Sie waren in dem Mosaikpflaster kaum noch zu erkennen. Doch jetzt stechen die bronzenen Stolpersteine in der Altstadt wieder aus dem Grauschwarz des Gehweges heraus. Schülerinnen und Schüler aus der 10b der Clemensschule haben sich am Mittwoch Einmalhandschuhe und Putzsocken übergestreift, um die in den Boden eingelassenen Erinnerungsplaketten zu säubern.
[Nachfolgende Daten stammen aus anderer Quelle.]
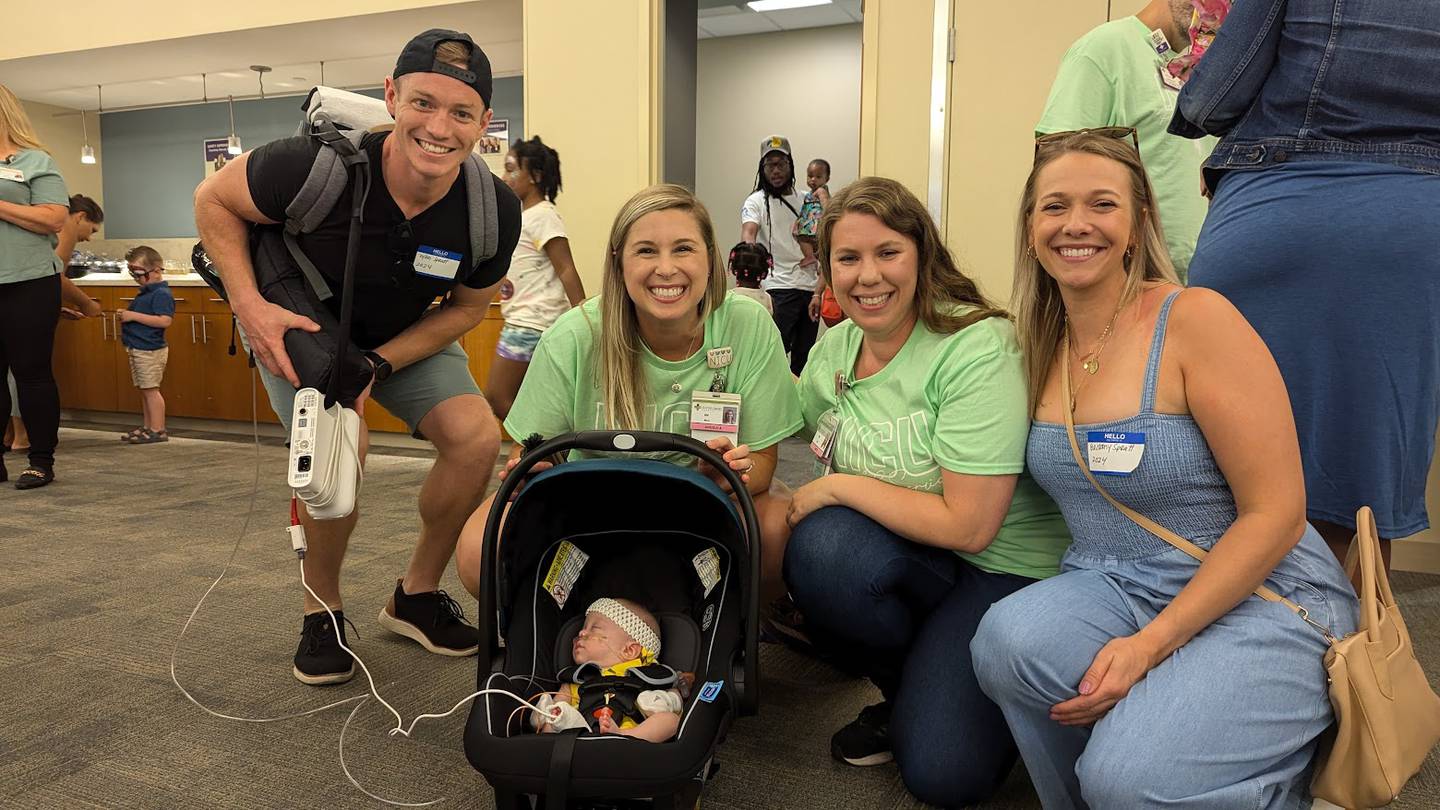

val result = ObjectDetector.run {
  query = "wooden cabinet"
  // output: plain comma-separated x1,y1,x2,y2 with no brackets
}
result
55,285,504,432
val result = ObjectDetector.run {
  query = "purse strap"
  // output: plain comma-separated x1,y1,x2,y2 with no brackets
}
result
1060,330,1336,644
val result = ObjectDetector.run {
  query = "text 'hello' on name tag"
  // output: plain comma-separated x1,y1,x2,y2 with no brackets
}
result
415,245,464,281
1086,431,1145,476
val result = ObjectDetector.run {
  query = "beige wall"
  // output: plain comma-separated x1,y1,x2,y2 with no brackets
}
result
696,25,860,249
946,0,1119,301
23,101,105,236
0,0,460,61
860,0,935,200
524,0,660,295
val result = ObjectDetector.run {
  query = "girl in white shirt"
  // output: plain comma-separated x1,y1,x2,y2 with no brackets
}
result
485,135,585,419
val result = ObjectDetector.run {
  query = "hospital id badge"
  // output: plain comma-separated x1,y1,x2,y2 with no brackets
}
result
811,411,840,476
690,391,740,447
1086,431,1145,476
415,245,464,281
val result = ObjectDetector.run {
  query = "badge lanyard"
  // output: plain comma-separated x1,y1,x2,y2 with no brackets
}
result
811,372,854,477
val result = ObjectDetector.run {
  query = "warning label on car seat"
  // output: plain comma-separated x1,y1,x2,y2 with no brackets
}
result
541,540,590,608
691,549,720,597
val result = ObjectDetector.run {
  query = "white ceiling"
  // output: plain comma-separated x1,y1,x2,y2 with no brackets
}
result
0,0,863,110
697,0,863,39
0,0,523,110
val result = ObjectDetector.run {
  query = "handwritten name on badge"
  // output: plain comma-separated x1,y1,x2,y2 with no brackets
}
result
1086,431,1145,476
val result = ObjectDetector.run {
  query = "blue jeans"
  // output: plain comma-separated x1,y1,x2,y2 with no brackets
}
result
971,553,1336,810
785,506,1034,807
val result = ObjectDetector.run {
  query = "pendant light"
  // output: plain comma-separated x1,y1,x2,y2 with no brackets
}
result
225,95,243,156
81,85,105,166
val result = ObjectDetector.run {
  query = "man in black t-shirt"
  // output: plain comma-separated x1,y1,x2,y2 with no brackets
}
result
196,30,520,685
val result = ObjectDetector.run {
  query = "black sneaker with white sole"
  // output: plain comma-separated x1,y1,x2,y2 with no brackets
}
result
295,610,356,686
380,581,480,657
829,700,894,767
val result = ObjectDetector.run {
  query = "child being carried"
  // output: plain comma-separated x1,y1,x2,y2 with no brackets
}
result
531,598,684,742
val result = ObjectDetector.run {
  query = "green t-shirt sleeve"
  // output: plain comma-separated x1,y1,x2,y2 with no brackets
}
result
726,294,804,450
26,151,71,209
1035,48,1116,134
796,321,854,440
926,319,1030,476
505,310,590,441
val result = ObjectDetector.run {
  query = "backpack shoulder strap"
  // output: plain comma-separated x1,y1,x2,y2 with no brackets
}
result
273,120,370,301
465,154,500,265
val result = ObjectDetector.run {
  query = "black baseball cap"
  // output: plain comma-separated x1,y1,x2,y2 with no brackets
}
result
395,29,494,108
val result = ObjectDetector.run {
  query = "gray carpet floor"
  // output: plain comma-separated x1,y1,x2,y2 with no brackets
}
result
0,428,1440,810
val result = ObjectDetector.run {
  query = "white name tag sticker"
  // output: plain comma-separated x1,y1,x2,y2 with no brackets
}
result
690,391,740,444
1086,431,1145,476
415,245,464,281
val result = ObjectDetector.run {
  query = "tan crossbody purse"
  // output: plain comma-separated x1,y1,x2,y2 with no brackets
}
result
1060,354,1440,809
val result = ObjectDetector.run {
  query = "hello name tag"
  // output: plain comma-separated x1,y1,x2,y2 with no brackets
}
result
1086,431,1145,476
690,391,740,445
415,245,464,281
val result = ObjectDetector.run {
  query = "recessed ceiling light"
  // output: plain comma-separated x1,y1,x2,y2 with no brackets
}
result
746,0,832,12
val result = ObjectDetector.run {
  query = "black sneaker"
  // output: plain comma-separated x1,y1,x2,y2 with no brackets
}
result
380,579,480,657
829,700,894,767
295,610,356,686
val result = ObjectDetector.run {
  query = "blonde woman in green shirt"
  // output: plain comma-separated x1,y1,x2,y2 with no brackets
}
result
0,85,71,490
785,177,1070,807
455,184,802,604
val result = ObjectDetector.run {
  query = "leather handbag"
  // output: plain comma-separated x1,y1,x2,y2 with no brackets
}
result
1060,355,1440,809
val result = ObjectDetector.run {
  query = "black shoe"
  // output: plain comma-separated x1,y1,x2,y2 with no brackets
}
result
829,700,894,767
380,581,480,657
14,464,55,490
295,610,356,686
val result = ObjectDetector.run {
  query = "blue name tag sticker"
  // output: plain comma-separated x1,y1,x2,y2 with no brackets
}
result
415,245,464,281
1086,431,1145,476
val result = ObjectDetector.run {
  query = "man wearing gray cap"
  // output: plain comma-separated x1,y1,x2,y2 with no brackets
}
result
194,29,520,685
740,135,819,376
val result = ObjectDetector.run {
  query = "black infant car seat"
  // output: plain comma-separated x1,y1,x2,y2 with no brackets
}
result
465,431,759,810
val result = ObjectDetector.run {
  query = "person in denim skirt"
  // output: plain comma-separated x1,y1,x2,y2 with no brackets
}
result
1171,0,1440,565
971,131,1356,810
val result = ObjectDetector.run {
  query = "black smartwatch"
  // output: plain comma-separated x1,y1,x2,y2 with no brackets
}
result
364,352,395,382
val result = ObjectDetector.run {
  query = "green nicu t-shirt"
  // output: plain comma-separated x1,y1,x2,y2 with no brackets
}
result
1035,17,1217,278
799,317,1070,579
0,148,71,284
505,293,804,464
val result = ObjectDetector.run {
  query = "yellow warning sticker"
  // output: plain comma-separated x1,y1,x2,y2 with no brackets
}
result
541,540,590,608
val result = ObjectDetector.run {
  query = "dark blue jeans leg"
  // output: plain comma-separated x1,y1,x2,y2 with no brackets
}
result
783,506,969,698
890,561,1034,807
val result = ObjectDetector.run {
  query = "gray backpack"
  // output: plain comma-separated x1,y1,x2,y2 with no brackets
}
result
285,86,500,301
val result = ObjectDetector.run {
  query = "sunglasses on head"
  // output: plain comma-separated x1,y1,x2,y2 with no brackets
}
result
1035,127,1140,154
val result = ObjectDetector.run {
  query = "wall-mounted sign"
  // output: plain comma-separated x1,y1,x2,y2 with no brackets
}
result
204,138,232,177
475,118,510,154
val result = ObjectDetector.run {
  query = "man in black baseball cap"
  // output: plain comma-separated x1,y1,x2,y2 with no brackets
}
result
392,29,494,108
196,30,520,685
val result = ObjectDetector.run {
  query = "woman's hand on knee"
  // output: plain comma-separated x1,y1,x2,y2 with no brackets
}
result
1050,634,1159,726
700,437,755,493
785,476,840,528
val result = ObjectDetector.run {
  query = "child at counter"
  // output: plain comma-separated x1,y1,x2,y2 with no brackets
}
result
120,245,176,444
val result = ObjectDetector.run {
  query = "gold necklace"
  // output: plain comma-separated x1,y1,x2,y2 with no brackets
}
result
670,323,706,393
1066,297,1125,376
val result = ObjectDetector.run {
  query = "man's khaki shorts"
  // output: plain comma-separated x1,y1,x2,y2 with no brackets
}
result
125,346,170,389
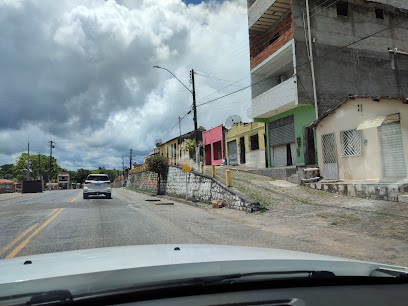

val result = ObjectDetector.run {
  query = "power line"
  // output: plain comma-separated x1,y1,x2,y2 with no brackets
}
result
195,72,242,87
196,0,339,77
197,19,408,107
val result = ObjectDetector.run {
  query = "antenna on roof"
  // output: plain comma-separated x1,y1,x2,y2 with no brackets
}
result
225,115,242,129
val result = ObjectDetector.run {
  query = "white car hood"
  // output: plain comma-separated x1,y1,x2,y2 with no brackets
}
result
0,244,408,296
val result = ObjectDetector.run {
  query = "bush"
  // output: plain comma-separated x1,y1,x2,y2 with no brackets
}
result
146,155,169,178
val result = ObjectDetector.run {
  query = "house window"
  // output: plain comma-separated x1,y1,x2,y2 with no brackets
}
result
268,32,280,46
336,2,348,16
375,9,384,19
340,129,361,157
249,134,259,150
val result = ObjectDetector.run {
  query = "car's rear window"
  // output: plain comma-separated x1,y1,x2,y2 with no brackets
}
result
86,175,109,181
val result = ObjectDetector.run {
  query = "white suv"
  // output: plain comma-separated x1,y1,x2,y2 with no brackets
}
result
83,174,112,199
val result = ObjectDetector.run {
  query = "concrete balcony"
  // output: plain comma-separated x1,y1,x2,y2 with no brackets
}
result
248,0,291,32
249,77,298,118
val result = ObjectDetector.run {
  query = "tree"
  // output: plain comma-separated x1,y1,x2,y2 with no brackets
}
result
146,155,169,194
0,164,14,180
71,168,91,184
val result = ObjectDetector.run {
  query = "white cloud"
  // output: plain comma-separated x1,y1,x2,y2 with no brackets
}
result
0,0,250,169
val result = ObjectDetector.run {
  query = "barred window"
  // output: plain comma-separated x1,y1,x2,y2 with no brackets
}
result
249,134,259,150
340,129,361,157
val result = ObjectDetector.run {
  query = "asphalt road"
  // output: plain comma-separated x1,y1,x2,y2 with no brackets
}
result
0,188,408,266
0,189,324,258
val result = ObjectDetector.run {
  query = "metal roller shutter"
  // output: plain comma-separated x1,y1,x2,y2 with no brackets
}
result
380,122,407,177
269,115,295,147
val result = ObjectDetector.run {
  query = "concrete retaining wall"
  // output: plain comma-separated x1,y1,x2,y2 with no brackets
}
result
248,165,316,185
305,182,408,202
126,166,260,212
126,171,157,192
245,149,265,168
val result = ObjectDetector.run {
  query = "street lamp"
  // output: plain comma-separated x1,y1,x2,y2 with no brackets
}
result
153,65,200,164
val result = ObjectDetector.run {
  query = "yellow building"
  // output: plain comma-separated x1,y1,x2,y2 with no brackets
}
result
159,126,205,165
225,122,266,168
160,137,180,165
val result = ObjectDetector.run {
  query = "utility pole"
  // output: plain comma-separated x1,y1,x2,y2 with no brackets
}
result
122,155,125,181
178,117,181,163
38,152,42,180
191,69,200,164
129,149,133,169
27,136,30,181
48,140,55,191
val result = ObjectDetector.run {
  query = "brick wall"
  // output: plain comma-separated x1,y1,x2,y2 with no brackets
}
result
126,171,157,192
249,12,293,69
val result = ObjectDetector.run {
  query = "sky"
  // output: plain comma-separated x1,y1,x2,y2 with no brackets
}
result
0,0,251,170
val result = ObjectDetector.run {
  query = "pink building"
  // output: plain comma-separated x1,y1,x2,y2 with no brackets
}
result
203,124,227,165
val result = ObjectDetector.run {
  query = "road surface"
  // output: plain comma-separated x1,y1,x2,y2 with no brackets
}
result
0,188,408,265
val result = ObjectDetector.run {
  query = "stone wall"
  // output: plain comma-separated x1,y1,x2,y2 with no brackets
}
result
126,171,157,192
161,166,260,212
245,149,266,168
248,165,317,185
305,182,408,202
126,166,260,212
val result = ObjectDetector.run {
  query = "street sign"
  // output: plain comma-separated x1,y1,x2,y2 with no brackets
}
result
182,161,190,172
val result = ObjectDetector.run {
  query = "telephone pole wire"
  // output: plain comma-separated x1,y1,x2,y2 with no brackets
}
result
191,69,200,164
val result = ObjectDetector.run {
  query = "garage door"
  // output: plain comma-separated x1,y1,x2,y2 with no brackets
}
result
227,140,238,165
269,115,296,167
380,122,407,177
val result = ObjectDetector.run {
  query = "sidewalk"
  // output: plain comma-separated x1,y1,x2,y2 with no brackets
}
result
0,192,28,201
202,166,408,243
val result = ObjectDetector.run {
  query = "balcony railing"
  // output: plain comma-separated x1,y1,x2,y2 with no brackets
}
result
251,77,298,118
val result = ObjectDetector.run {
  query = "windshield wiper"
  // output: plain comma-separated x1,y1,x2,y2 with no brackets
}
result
0,290,73,305
370,267,408,278
73,270,336,300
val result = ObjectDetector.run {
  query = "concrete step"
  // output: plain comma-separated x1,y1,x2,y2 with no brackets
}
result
398,193,408,204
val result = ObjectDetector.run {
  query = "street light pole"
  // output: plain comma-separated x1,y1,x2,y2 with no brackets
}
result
191,69,200,164
48,140,55,191
153,65,200,163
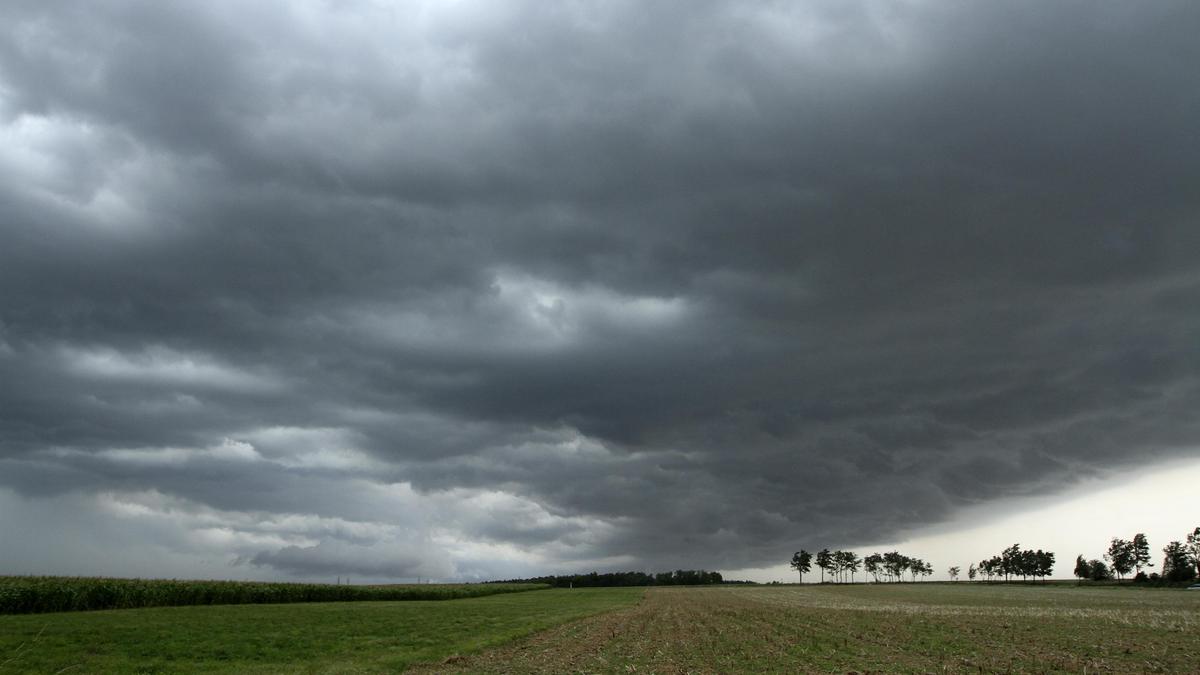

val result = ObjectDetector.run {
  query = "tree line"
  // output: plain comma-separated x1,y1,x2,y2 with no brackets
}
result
969,544,1055,581
1075,527,1200,583
791,549,934,584
488,569,752,589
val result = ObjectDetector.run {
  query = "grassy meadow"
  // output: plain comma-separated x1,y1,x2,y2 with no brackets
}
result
0,584,1200,674
0,577,547,614
0,589,643,674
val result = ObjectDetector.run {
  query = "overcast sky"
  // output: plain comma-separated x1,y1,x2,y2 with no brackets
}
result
0,0,1200,580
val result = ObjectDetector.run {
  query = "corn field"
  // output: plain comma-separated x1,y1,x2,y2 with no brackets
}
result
0,577,547,614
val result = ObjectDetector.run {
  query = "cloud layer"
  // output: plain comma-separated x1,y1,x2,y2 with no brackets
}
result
0,1,1200,578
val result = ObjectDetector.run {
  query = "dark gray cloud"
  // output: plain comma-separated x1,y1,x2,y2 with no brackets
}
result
0,1,1200,578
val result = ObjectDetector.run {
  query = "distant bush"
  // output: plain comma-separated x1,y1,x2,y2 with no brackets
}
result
0,577,546,614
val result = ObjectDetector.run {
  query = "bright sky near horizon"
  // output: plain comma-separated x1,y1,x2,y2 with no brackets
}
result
727,460,1200,583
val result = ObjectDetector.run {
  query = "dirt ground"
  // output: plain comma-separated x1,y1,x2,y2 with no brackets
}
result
415,585,1200,674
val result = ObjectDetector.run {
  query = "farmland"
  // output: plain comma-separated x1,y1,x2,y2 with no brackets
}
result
427,584,1200,673
0,589,642,674
0,577,545,614
0,584,1200,673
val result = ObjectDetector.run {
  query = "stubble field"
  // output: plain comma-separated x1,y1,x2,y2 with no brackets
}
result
0,584,1200,673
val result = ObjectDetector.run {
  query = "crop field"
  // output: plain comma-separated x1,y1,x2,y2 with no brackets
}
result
0,584,1200,674
425,584,1200,673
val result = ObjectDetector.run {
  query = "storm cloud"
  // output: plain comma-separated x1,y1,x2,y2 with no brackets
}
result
0,1,1200,579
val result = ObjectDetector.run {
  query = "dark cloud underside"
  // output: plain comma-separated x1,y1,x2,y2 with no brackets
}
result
0,1,1200,577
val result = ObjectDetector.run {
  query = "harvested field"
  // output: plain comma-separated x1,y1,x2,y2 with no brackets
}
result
422,584,1200,673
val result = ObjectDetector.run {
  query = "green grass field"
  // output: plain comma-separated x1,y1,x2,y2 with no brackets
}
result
0,581,643,674
0,577,547,614
0,584,1200,674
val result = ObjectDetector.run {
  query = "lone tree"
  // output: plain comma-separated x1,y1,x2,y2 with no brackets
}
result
792,549,812,584
817,549,833,584
1075,554,1092,579
1163,542,1196,581
1104,537,1135,579
1130,532,1154,575
1187,527,1200,577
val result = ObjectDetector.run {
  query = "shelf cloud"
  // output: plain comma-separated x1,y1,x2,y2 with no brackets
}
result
0,0,1200,579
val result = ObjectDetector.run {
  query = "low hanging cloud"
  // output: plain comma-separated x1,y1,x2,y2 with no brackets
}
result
0,0,1200,579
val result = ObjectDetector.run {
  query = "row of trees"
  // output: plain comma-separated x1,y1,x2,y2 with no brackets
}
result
791,549,934,584
791,527,1200,584
1075,527,1200,581
969,544,1054,581
484,569,729,589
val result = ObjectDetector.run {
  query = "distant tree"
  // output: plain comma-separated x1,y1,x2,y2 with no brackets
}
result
829,549,846,584
1075,554,1092,579
846,551,863,584
883,551,907,581
906,557,925,584
1104,537,1134,579
1037,549,1054,581
863,554,883,584
1163,542,1196,581
817,549,833,584
1187,527,1200,577
1130,532,1154,574
1087,558,1112,581
792,549,812,584
1016,550,1038,580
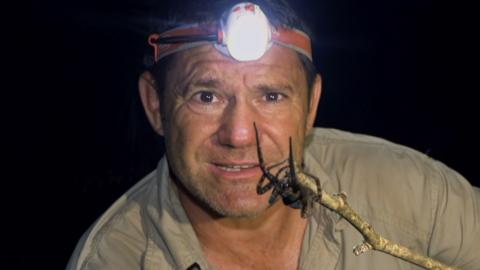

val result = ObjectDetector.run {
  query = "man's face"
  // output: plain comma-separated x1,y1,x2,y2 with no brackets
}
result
144,45,320,217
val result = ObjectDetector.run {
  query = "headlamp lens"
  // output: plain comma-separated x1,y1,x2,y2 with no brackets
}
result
223,3,271,61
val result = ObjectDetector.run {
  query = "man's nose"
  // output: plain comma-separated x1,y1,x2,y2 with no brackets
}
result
218,100,255,148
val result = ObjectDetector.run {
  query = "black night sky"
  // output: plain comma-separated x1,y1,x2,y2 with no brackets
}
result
24,0,480,269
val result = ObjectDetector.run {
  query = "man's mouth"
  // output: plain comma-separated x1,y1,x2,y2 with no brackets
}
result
215,164,258,172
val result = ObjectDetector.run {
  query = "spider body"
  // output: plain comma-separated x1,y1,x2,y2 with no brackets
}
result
254,123,321,218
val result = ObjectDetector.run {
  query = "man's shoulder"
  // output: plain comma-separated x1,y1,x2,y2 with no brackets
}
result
306,128,438,173
307,128,457,238
67,171,157,270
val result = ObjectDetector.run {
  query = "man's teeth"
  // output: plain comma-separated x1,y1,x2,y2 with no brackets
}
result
217,165,255,172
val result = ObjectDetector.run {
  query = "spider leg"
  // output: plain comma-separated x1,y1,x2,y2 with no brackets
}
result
257,175,275,194
253,122,285,194
268,186,281,205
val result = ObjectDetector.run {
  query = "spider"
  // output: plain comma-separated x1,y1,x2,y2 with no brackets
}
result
253,123,322,218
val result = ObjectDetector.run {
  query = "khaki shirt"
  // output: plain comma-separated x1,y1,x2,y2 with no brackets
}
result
67,128,480,270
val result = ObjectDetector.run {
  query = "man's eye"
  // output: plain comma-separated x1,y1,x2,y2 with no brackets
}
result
264,92,284,102
193,91,218,103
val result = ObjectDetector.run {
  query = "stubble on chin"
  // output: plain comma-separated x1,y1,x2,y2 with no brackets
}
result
172,171,269,218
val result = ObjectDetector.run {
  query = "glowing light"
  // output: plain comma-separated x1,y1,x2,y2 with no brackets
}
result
224,3,271,61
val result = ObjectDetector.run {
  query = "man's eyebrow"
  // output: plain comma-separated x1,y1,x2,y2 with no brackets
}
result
192,78,221,88
256,84,295,94
177,78,222,95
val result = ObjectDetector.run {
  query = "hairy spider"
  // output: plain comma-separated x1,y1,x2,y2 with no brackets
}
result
253,123,322,218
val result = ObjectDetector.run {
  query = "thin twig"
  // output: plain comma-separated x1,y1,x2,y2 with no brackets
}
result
300,176,457,270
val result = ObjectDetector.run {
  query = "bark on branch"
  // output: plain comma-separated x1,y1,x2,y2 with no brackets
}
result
302,176,457,270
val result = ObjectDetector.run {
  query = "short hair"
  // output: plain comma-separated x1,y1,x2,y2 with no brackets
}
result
145,0,317,100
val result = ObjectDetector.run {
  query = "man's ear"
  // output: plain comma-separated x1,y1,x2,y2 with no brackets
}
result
138,71,164,136
306,74,322,133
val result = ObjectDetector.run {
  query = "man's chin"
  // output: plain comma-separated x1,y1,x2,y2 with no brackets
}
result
201,194,269,218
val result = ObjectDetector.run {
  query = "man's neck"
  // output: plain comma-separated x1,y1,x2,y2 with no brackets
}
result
180,189,307,269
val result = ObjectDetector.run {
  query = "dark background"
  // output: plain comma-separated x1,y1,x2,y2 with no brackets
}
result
25,0,480,269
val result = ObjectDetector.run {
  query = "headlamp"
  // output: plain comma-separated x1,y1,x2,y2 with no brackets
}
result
148,2,312,62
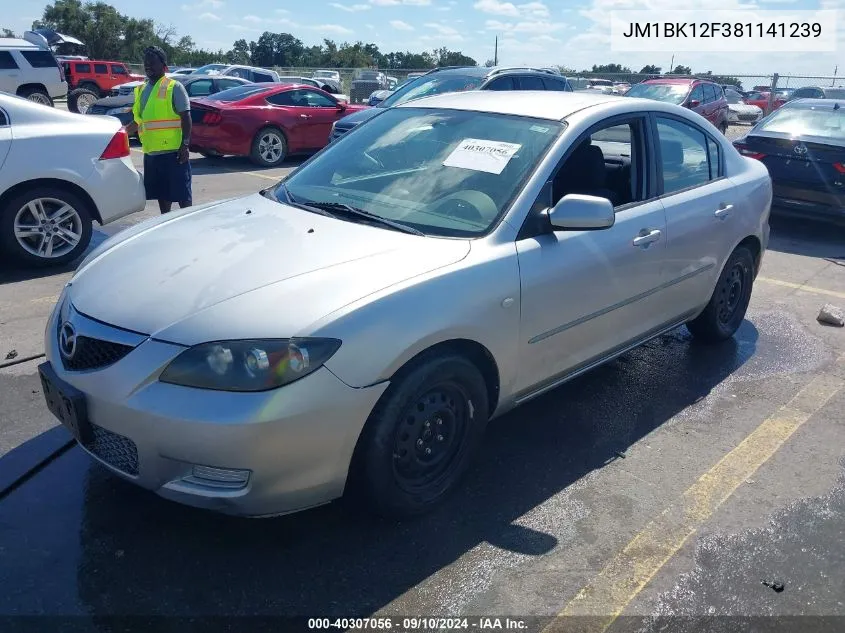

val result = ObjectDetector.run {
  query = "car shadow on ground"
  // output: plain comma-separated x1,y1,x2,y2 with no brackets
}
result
768,211,845,266
57,321,758,616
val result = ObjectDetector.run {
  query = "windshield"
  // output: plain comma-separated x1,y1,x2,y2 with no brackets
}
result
379,73,483,108
625,83,689,105
757,106,845,139
275,108,564,237
194,64,227,75
206,84,273,101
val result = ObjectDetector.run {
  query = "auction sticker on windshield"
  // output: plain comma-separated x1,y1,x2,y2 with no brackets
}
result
443,138,522,174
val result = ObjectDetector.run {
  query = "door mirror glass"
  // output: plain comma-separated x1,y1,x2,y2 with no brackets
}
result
549,193,616,231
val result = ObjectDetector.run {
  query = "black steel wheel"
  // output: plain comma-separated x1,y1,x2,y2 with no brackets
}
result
687,246,754,342
349,354,489,518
Mittwoch, 08.05.2013, 20:05 Uhr

Sinan Oyur, Sascha Poursafar und Jenny Jaspert wienerten in der Königstraße die Stolpersteine von Henriette und Siegfried Mildenberg sowie Karl-Heinz Steinkat blank.
Sinan Oyur, Sascha Poursafar und Jenny Jaspert wienerten in der Königstraße die Stolpersteine von Henriette und Siegfried Mildenberg sowie Karl-Heinz Steinkat blank. Foto: Greife

Auf den 13 Stolpersteinen sind die Namen von Telgter Juden zu lesen, die in den Vernichtungslagern der Nazis zu Tode kamen. Lehrerin Elisabeth Dörlemann hatte sich mit den Zehnern vorgenommen, die Aufmerksamkeit für die kleinen Metalltafeln zu erhöhen. Damit sie nicht so schnell wieder nachdunkeln, wurden sie mit Klarlack überzogen.

Die Aktion gehört zu dem Engagement, das die Hauptschule zum 775-jährigen Stadtjubiläum einbringt. „Wir wollen auf mindestens 775 Minuten kommen“, so Dörlemann.

Die Jugendlichen blendeten während der Reinigung das Schicksal derer, die auf den Steinen genannt sind, keineswegs aus. „Es war nicht gut, was damals passiert ist“, sagte Jens Emming . Und es sei wichtig, daran zu erinnern.